Ok. So....I'm in my twenties, I'm in college, and I see fine guys walking on campus, downtown, in the mall, everywhere. I am going to admit, my mind wanders when I see those biceps, those lips, those eyes, beards.....Ok..Where was I? I would be lying if I said that the celibate part of walking with Christ is easy. It is not easy at all, in any sense of the word. But if I am going to walk this walk with Christ I must sacrifice my flesh. "Marriage should be honored by all, and the marriage bed kept pure, for God will judge the adulterer and all the sexually immoral" (Hebrews 13:4).
Sometimes I get kind of envious of other people because they get their freak on and I know if I do, I will feel so horrible and convicted. But for real I don't want a man touching me that is not ordained to. His spirit will connect with my spirit and I have enough baggage of my own that is being processed out to be carrying someone else's.

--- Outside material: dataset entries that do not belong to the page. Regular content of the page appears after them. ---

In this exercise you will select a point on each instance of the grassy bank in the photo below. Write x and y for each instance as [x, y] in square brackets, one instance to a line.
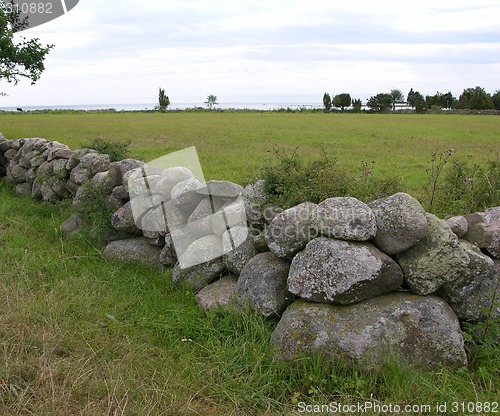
[83, 335]
[233, 146]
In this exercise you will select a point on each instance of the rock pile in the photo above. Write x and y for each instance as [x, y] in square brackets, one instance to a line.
[347, 280]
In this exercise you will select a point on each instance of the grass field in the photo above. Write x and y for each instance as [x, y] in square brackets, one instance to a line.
[82, 335]
[234, 145]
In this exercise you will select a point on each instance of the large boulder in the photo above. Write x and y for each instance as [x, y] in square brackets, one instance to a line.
[414, 330]
[436, 259]
[199, 275]
[478, 268]
[290, 231]
[218, 295]
[342, 272]
[135, 249]
[484, 230]
[401, 222]
[483, 302]
[262, 285]
[346, 218]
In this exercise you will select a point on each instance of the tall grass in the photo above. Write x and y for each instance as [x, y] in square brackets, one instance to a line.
[80, 334]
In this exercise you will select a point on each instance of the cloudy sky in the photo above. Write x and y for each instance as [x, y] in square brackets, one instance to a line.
[263, 51]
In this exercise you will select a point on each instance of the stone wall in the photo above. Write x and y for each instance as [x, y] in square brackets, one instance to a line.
[344, 279]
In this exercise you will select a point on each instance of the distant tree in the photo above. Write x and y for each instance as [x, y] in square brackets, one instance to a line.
[356, 105]
[410, 98]
[23, 59]
[163, 101]
[475, 99]
[419, 102]
[327, 102]
[397, 98]
[496, 99]
[380, 102]
[342, 100]
[211, 101]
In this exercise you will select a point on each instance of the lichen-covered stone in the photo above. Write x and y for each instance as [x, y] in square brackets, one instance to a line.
[290, 231]
[262, 285]
[414, 330]
[401, 222]
[436, 259]
[345, 218]
[342, 272]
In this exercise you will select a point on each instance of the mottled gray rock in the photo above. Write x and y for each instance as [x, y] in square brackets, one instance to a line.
[72, 225]
[222, 189]
[342, 272]
[23, 189]
[135, 249]
[401, 222]
[436, 259]
[123, 219]
[198, 276]
[219, 295]
[483, 302]
[201, 250]
[262, 285]
[415, 330]
[478, 268]
[345, 218]
[458, 225]
[171, 177]
[244, 248]
[184, 195]
[290, 231]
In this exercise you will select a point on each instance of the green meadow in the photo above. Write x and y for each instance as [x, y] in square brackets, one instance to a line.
[234, 145]
[83, 335]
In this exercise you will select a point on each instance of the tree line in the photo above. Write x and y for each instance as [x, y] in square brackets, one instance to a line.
[471, 98]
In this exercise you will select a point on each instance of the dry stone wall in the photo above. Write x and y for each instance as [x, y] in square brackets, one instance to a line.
[344, 279]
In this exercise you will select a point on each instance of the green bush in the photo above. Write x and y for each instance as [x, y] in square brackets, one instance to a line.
[116, 150]
[291, 180]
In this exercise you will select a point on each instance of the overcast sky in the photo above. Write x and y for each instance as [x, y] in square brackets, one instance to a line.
[264, 51]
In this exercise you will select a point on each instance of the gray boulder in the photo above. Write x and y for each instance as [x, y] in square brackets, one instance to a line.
[346, 218]
[244, 248]
[401, 222]
[414, 330]
[290, 231]
[342, 272]
[262, 285]
[219, 295]
[123, 219]
[484, 230]
[436, 259]
[199, 275]
[135, 249]
[483, 302]
[458, 225]
[478, 268]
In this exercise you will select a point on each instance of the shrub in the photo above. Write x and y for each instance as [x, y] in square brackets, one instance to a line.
[116, 150]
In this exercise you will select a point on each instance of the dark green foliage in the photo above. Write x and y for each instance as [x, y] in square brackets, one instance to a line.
[342, 100]
[458, 187]
[163, 101]
[115, 150]
[380, 102]
[327, 102]
[291, 180]
[23, 59]
[475, 99]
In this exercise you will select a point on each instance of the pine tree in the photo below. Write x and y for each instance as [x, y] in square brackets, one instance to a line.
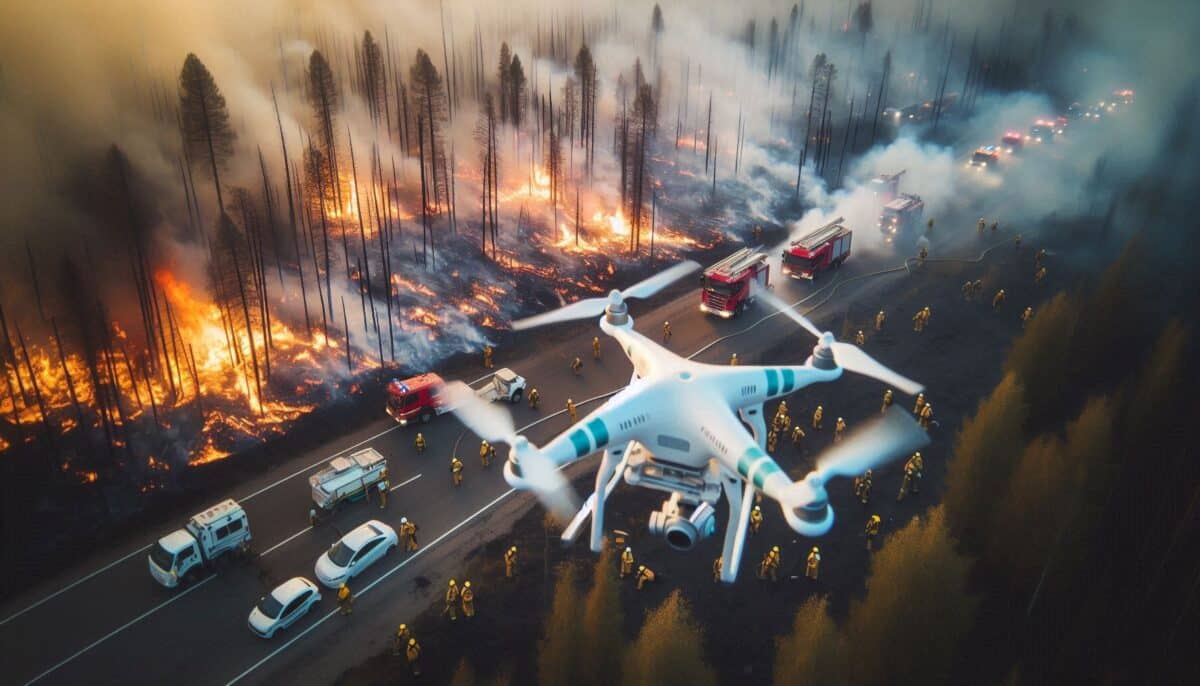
[204, 120]
[375, 79]
[810, 654]
[917, 579]
[603, 619]
[324, 98]
[516, 92]
[559, 649]
[985, 452]
[670, 649]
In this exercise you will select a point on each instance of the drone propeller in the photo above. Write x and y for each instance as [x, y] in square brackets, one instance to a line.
[595, 306]
[495, 425]
[870, 446]
[846, 355]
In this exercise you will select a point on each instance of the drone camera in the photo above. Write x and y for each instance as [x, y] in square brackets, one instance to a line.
[683, 525]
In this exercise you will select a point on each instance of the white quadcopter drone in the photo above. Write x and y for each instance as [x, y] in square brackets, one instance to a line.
[681, 427]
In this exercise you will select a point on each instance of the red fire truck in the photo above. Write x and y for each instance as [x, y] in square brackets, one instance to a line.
[817, 251]
[415, 399]
[726, 287]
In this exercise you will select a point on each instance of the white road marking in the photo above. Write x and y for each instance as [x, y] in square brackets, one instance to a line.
[123, 627]
[306, 529]
[75, 583]
[369, 587]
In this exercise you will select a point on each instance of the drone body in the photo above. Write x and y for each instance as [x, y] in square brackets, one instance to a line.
[681, 427]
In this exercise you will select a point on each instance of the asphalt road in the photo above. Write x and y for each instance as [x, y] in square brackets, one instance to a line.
[107, 621]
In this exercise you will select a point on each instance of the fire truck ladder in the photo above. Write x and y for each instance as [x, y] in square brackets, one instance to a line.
[819, 236]
[736, 263]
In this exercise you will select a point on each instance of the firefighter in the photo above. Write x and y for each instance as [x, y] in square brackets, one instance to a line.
[813, 566]
[645, 575]
[451, 606]
[873, 530]
[468, 600]
[401, 641]
[510, 563]
[408, 530]
[627, 563]
[797, 434]
[414, 654]
[863, 487]
[769, 564]
[918, 469]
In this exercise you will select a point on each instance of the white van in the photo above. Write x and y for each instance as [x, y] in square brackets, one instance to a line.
[207, 536]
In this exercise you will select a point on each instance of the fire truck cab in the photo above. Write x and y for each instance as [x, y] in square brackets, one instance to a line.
[901, 217]
[727, 287]
[415, 399]
[817, 251]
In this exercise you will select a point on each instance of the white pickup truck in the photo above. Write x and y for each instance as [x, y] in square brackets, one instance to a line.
[347, 477]
[207, 536]
[504, 385]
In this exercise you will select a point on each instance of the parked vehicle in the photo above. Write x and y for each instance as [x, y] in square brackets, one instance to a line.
[207, 536]
[901, 217]
[817, 251]
[415, 399]
[347, 477]
[727, 287]
[355, 552]
[283, 606]
[504, 385]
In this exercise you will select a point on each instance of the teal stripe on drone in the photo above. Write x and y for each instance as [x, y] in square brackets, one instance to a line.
[599, 431]
[581, 443]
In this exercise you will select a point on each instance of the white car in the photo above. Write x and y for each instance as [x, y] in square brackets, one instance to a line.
[357, 551]
[283, 606]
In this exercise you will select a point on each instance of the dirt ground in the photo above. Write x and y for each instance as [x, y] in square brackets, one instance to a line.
[958, 357]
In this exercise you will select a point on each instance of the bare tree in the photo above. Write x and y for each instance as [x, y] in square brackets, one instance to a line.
[204, 120]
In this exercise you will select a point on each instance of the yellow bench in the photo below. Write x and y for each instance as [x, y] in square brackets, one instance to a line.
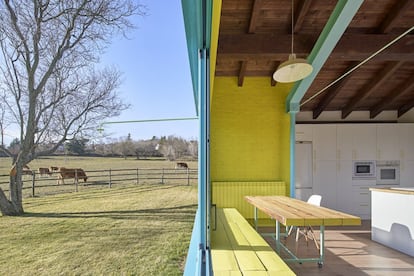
[237, 249]
[230, 194]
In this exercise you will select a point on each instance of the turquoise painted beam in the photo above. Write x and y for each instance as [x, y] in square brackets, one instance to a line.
[339, 20]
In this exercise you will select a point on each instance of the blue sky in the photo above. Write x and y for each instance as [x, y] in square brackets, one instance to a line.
[156, 75]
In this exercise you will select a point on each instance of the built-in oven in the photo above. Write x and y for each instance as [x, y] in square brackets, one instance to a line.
[388, 172]
[363, 169]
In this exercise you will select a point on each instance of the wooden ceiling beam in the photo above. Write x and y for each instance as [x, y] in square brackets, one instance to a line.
[405, 108]
[392, 96]
[395, 14]
[242, 73]
[350, 47]
[333, 92]
[300, 14]
[372, 85]
[255, 16]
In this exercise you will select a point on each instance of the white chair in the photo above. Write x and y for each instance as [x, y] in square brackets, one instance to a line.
[307, 232]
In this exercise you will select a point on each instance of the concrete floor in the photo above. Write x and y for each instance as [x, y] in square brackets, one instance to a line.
[348, 251]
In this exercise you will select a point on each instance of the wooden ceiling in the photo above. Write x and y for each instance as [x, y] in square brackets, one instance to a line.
[255, 37]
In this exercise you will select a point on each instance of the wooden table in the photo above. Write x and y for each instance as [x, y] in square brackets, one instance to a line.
[293, 212]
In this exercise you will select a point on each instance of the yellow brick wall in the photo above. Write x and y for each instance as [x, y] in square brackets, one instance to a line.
[231, 194]
[249, 131]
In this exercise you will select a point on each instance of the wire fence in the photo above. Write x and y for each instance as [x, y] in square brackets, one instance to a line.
[51, 183]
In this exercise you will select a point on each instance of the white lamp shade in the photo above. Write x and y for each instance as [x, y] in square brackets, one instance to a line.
[292, 70]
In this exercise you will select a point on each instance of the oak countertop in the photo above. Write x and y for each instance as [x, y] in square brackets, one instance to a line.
[407, 191]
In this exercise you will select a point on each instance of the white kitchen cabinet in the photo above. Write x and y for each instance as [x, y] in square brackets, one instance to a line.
[324, 182]
[345, 142]
[344, 185]
[406, 141]
[324, 142]
[356, 142]
[361, 201]
[303, 132]
[407, 173]
[365, 141]
[388, 142]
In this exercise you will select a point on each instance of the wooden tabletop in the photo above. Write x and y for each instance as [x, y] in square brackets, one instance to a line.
[290, 211]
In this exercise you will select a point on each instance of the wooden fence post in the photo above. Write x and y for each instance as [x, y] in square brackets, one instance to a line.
[137, 176]
[110, 179]
[76, 180]
[33, 183]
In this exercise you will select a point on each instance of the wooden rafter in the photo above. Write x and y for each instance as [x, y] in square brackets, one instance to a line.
[255, 16]
[300, 13]
[242, 72]
[333, 92]
[373, 84]
[256, 45]
[395, 14]
[402, 110]
[392, 96]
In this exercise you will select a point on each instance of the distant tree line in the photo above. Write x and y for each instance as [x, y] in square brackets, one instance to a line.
[168, 147]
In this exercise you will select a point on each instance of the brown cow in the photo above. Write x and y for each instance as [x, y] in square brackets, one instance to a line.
[44, 171]
[182, 165]
[26, 170]
[71, 173]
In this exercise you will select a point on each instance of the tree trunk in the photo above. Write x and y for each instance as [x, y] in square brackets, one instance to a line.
[6, 207]
[13, 207]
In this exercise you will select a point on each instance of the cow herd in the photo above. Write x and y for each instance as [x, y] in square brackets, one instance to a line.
[66, 173]
[62, 173]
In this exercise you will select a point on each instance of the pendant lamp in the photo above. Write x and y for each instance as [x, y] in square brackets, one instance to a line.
[294, 69]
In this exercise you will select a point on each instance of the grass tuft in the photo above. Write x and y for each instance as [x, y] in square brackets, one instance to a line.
[133, 230]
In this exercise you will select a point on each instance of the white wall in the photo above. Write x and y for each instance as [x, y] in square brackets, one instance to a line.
[335, 146]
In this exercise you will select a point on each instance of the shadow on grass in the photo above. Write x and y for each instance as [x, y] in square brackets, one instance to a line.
[168, 213]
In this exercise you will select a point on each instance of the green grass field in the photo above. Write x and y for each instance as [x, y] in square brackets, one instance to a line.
[126, 230]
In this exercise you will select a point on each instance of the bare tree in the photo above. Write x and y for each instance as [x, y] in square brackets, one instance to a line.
[52, 91]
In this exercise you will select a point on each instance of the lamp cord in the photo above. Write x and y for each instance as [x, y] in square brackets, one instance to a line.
[359, 65]
[292, 24]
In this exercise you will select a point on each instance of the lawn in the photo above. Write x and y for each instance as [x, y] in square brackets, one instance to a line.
[125, 230]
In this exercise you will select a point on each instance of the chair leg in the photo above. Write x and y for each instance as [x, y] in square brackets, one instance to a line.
[313, 237]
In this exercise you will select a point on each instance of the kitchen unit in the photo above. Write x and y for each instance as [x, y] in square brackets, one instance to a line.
[392, 222]
[384, 151]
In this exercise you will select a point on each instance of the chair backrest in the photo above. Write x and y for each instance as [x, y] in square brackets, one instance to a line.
[315, 200]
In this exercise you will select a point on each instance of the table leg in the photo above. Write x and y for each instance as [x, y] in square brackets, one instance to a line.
[322, 245]
[277, 236]
[255, 218]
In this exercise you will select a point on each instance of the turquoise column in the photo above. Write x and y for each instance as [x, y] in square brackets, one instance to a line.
[292, 152]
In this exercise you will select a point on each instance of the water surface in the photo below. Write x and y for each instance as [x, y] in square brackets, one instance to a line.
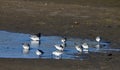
[11, 47]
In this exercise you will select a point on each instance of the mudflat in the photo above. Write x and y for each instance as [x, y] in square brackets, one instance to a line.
[70, 18]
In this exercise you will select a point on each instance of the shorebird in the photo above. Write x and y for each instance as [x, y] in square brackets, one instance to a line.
[78, 48]
[57, 54]
[85, 46]
[98, 42]
[35, 37]
[39, 52]
[25, 51]
[98, 39]
[63, 40]
[26, 46]
[59, 47]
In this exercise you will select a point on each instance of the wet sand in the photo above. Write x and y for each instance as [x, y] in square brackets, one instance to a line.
[71, 19]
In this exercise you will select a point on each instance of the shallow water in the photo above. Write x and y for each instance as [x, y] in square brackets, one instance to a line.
[11, 47]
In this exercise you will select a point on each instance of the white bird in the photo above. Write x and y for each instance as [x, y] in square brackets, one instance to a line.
[25, 51]
[34, 43]
[98, 39]
[78, 48]
[97, 46]
[35, 37]
[85, 46]
[39, 52]
[59, 47]
[26, 46]
[63, 40]
[57, 54]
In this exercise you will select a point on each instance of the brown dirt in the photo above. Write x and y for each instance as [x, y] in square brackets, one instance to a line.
[78, 18]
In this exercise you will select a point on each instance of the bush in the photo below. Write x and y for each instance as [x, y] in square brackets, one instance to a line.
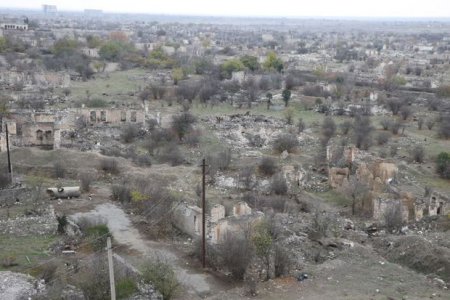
[121, 192]
[385, 123]
[328, 128]
[345, 127]
[362, 132]
[236, 253]
[383, 138]
[162, 276]
[395, 127]
[62, 223]
[97, 103]
[129, 133]
[267, 166]
[393, 218]
[285, 142]
[301, 125]
[444, 126]
[172, 154]
[277, 203]
[86, 181]
[418, 154]
[59, 170]
[282, 261]
[93, 280]
[109, 165]
[125, 288]
[278, 185]
[97, 236]
[5, 179]
[246, 177]
[443, 165]
[182, 124]
[430, 124]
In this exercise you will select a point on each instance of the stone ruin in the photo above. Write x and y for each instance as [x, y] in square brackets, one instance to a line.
[380, 178]
[188, 219]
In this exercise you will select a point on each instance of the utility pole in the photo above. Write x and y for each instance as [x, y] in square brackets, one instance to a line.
[203, 215]
[7, 150]
[111, 269]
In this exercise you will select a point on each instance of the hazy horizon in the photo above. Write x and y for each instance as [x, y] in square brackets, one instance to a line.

I keep myself busy so I won't think about sex, and when I do get sexual desires I pick up the bible and read it, or study homework. Sometimes it gets so strong I have to get down on my knees and pray. I am just keeping it real because I know I am not the only one out here dealing with this. We must be honest with ourselves about this. Simply, there are times when we want to make a phone call in the middle of the night to someone to comfort us.
Yes, it seems like everybody is in a relationship. Everybody is posting statuses on social networks on their "boo". See! This is why we need to not spend so much time on these social networks! However, for those of us who are single don't fret on the fact that you don't have a man/woman because this is the time that you can get so much done. When I learned this, I accomplished so many positive goals in my life.
I used to wonder why I didn't have a man or why am I not married yet, and everybody else are getting married, having children. I truly thought something was wrong with me, that I was an oddball, or maybe I needed to change my physical appearance. There is absolutely nothing wrong with me or anyone who is walking in Christ and not yet in a relationship. Please hold this message dear to your heart. Pray for me and I will definitely pray for you.